No word on whether Barco kicked any seats upon arrival to the bench, but there’s no doubt that his production for the Five Stripes hasn’t matched the hype, price tag or international pedigree. It’s hard to imagine that’s going to suddenly change in the midst of a pandemic, with an interim head coach and without the Martinez duo (Pity and Josef) that was supposed to make him look like a $30 million player.

So now what? Will Barco be part of the house-cleaning? Is there a taker out there, at a number that makes sense for Atlanta?

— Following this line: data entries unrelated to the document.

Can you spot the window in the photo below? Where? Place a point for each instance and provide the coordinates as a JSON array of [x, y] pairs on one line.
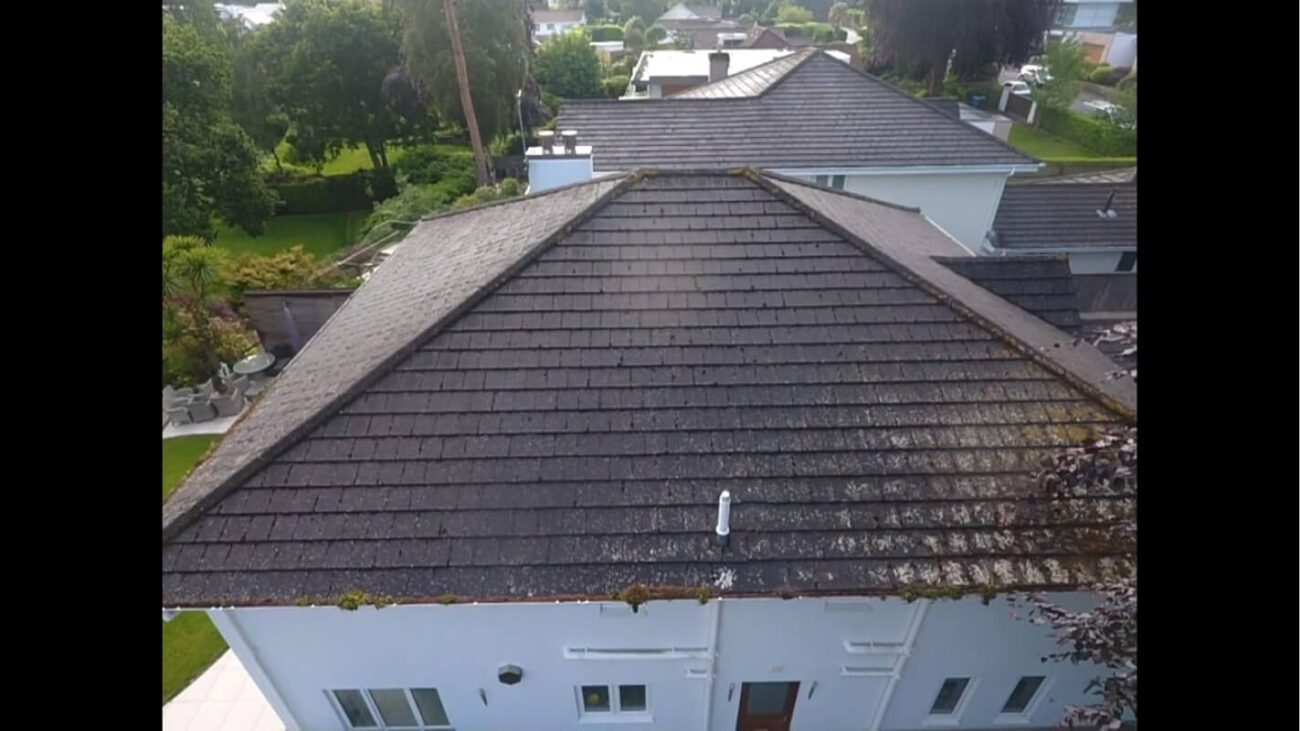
[[601, 701], [416, 709], [1023, 692], [949, 695]]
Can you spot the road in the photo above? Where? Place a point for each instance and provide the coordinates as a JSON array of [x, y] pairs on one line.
[[1010, 73]]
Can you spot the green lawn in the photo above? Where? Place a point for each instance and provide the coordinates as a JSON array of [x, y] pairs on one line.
[[190, 643], [1045, 146], [319, 233], [349, 160]]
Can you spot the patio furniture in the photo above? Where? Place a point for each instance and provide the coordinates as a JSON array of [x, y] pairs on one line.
[[177, 415], [200, 410], [228, 403]]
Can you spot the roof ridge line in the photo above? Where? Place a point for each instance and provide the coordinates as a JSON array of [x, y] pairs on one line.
[[837, 191], [1036, 355], [937, 111], [177, 522]]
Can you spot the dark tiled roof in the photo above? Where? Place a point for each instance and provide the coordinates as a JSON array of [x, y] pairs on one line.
[[1121, 176], [750, 82], [822, 112], [1065, 216], [568, 433], [1040, 285]]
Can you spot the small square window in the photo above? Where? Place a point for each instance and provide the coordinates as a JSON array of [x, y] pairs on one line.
[[354, 709], [949, 695], [596, 699], [632, 699], [1023, 692]]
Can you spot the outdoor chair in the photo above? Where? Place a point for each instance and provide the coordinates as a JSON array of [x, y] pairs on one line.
[[228, 403], [202, 411], [177, 414]]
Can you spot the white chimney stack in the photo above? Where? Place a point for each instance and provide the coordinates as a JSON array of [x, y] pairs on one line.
[[558, 163], [723, 528]]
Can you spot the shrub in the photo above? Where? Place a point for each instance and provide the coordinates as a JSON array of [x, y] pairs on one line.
[[334, 194], [606, 33], [615, 86], [1096, 135]]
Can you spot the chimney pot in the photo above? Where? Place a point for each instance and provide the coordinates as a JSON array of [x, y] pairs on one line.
[[718, 65]]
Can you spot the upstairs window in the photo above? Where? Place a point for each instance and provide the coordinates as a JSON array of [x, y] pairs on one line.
[[406, 709]]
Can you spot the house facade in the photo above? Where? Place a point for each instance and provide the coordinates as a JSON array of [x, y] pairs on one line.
[[549, 24], [687, 450], [875, 139]]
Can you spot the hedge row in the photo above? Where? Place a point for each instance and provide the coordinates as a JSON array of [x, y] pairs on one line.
[[1093, 134], [334, 194]]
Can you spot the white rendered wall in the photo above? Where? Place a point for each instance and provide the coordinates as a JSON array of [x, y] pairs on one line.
[[962, 204], [303, 652]]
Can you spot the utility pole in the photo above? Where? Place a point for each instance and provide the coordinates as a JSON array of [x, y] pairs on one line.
[[466, 102]]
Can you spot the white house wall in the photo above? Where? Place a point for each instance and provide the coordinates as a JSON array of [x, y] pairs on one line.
[[303, 652], [962, 204]]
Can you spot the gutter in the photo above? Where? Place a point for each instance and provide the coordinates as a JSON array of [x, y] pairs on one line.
[[913, 630]]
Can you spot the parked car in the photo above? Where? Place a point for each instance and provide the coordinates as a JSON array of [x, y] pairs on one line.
[[1018, 87], [1035, 74]]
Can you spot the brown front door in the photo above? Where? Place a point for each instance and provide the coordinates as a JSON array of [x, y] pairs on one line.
[[766, 706]]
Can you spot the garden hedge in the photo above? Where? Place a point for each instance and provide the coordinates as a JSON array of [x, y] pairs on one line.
[[1093, 134]]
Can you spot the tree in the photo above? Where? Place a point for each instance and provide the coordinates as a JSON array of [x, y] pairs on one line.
[[209, 165], [467, 103], [495, 40], [792, 13], [191, 277], [928, 37], [1106, 634], [568, 66], [326, 61], [1066, 60]]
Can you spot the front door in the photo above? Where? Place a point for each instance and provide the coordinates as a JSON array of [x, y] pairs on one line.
[[766, 706]]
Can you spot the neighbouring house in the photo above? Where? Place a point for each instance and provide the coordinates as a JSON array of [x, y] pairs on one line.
[[667, 72], [809, 115], [1101, 27], [685, 449], [547, 24], [1095, 224]]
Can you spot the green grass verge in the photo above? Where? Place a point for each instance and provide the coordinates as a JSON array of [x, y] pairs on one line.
[[319, 233], [180, 455], [349, 160], [190, 643], [1045, 146]]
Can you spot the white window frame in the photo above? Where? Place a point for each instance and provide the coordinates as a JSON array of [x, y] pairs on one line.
[[615, 714], [956, 717], [1030, 708], [378, 718]]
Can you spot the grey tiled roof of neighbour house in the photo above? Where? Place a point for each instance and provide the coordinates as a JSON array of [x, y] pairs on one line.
[[545, 398], [820, 112], [750, 82], [1065, 216], [1040, 285], [1121, 176]]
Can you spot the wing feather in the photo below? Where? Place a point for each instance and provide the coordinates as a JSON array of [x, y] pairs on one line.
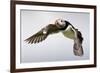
[[40, 36]]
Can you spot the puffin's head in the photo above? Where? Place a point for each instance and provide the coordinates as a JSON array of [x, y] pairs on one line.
[[60, 23]]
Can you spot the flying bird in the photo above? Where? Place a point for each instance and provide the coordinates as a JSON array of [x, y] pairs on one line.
[[66, 28]]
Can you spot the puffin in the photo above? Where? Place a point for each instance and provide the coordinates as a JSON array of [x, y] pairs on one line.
[[66, 28]]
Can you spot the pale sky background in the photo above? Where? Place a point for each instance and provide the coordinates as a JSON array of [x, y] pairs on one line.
[[56, 47]]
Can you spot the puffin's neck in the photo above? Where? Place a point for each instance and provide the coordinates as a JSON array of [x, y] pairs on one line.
[[64, 27]]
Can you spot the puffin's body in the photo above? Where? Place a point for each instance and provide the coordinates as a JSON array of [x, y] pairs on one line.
[[67, 30]]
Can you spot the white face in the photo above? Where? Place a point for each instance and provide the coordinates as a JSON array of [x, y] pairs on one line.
[[60, 23]]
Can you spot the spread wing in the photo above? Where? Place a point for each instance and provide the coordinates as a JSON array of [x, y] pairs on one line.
[[42, 34], [78, 49]]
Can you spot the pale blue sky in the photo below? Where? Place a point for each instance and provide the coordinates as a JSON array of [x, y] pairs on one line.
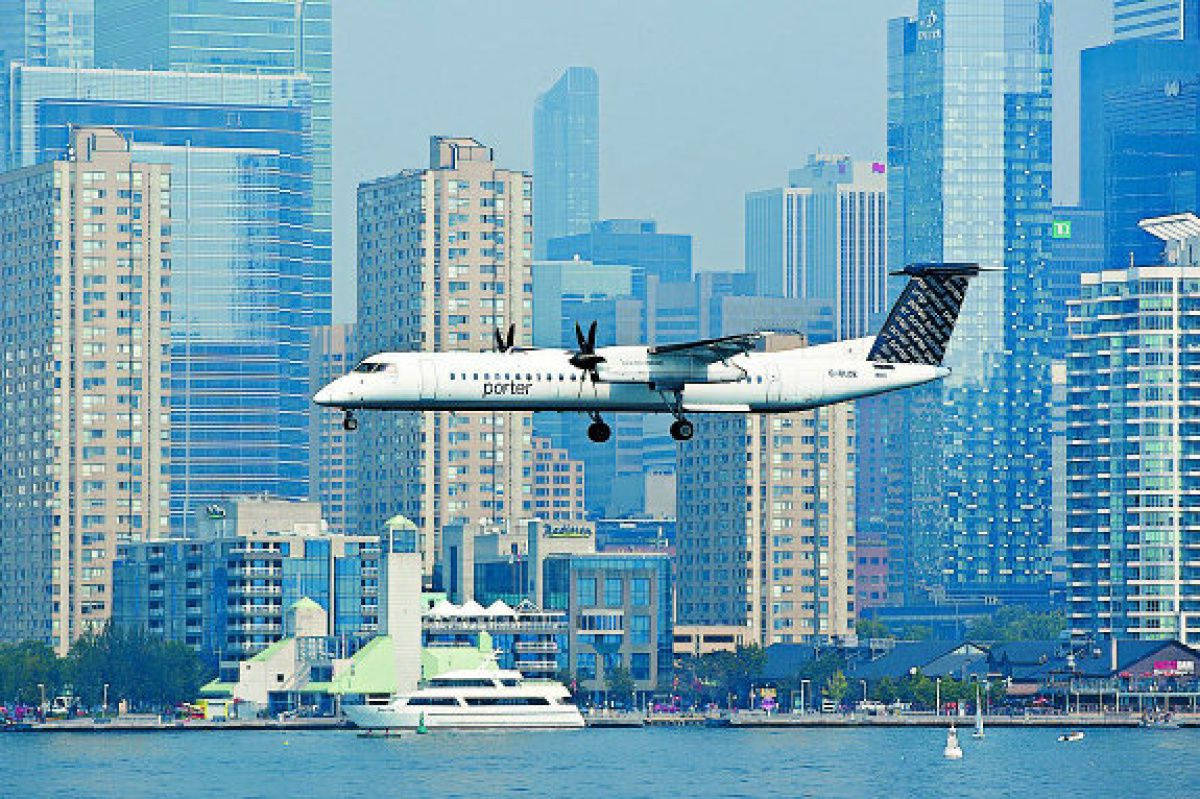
[[700, 101]]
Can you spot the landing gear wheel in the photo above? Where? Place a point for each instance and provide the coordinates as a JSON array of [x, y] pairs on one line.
[[682, 430], [599, 431]]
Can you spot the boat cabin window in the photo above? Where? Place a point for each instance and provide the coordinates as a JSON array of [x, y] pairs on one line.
[[369, 367], [432, 701], [461, 682], [505, 700]]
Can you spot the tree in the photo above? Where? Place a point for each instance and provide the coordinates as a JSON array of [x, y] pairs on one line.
[[619, 684], [1018, 623], [25, 665], [835, 688]]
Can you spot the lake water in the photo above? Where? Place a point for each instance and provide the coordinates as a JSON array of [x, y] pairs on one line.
[[600, 763]]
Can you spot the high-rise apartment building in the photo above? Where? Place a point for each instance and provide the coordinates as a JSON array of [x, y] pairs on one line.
[[823, 236], [245, 280], [1133, 505], [84, 422], [444, 258], [268, 37], [567, 156], [765, 535], [330, 446], [969, 180], [1155, 19], [1139, 145]]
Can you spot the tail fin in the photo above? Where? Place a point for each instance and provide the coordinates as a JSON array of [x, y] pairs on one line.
[[922, 320]]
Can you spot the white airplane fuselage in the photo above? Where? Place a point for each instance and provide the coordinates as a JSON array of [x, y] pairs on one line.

And if not, can Darren Eales and Carlos Bocanegra coax a manager to the club who can revitalize the young man’s career? Do you wait for the Olympics and hope for a value/form bump? Is that bump ever coming? We’ll see.

What does it say that neither Pity nor Barco settled with Tata Martino out the door?

Which comes first, the next manager of Atlanta United or a new attacking DP?

Enter The Athletic’s Felipe Cardenas…

Sounds like the answer to that question then is the player, as Eales also confirmed the club will be looking to add a player in this window prior to Wednesday night's match. That is unless Atlanta is conducting a high-profile coaching search with almost no leaks or peeps from South America, where they’re reportedly sniffing around. If that’s indeed the way it goes down, it simply reinforces what’s been pretty clear of late: the soccer decisions are made by technical director Carlos Bocanegra.

That’s his job, after all, but the seemingly unilateral nature of those decisions was clearly a point of contention for De Boer in the divorce. Maybe Atlanta already have their next manager on the down low. Maybe they’re consulting with him as they seek out their next big name. Maybe not. I don’t know. What I do know is that a gap between the coach and the players blew up the locker room and the project once and that’s one too many times for a club like Atlanta.

Think back to what made Miguel Almiron and Josef Martinez so special. It was, in some significant part, their relationship with Martino and the freedom, faith and responsibility that he instilled in them that led to an MLS Cup triumph, dump truck full of pounds from Newcastle and goals on goals (plus, a long-term commitment) from the Venezuelan.

That vibe and Martino may be irreplicable, but 2020 is basically a wash already. Best to make sure the big pieces all fit together. The next big spend needs to be more Miggy than Pity.  

Is Gonzalo Higuain the right Designated Player signing for Inter Miami?

Sounds like general manager Paul McDonough thinks so.

So, after dozens of rumors, it seems the Argentine striker will be the team’s third DP, along with Rodolfo Pizarro and 20-year-old winger Matias Pellegrini. Should it come to pass, the 32-year-old Higuain would join 33-year-old Blaise Matuidi in making free moves from Juventus. At the very least, in a pandemic with no gate revenue, that seems like smart business. Why pay transfer fees when the immediate future is so uncertain?

Best-case scenario? The Argentine is a South Florida Robbie Keane. Miami need goals. They need some guile when it comes to chance creation. There’s some disagreement about what sort of DP would best facilitate those things, but it’s hard to argue that Higuain wouldn’t be a huge help in those departments, especially once Matuidi adds some dynamism to the midfield. They need to set a culture, too. A couple World Cup finalists (one winner) with trophy hauls Inter can only dream about ought to help there.

Still, I can’t help but think a pair of over-30 players on free transfers wasn’t exactly what Inter Miami was billed to be. You can measure MLS’s growth via your reaction to this move. In 2010, it would have been the only news that mattered. In 2020, we’re sort of like, “Yeah, that seems like it could work, but it’s kind meh, too.”

Short- and medium-term, I think it’d work out. It won’t be easy to be like Keane, who joined a Supporters’ Shield and MLS Cup winning team with an established culture, but Higuain seems genuinely excited about the opportunity to play and compete in MLS. He’d arrive with eyes wide open thanks to the counsel of his older brother, Federico. He still finds the back of the net, even if those 30-plus goal seasons at Napoli and Juve are a couple years in the past.

And hey, maybe it’s another hold-on-how-did-that-happen TAM signing! Almost certainly not, but those parachute payments are no joke in Turin. Good money if you can get it.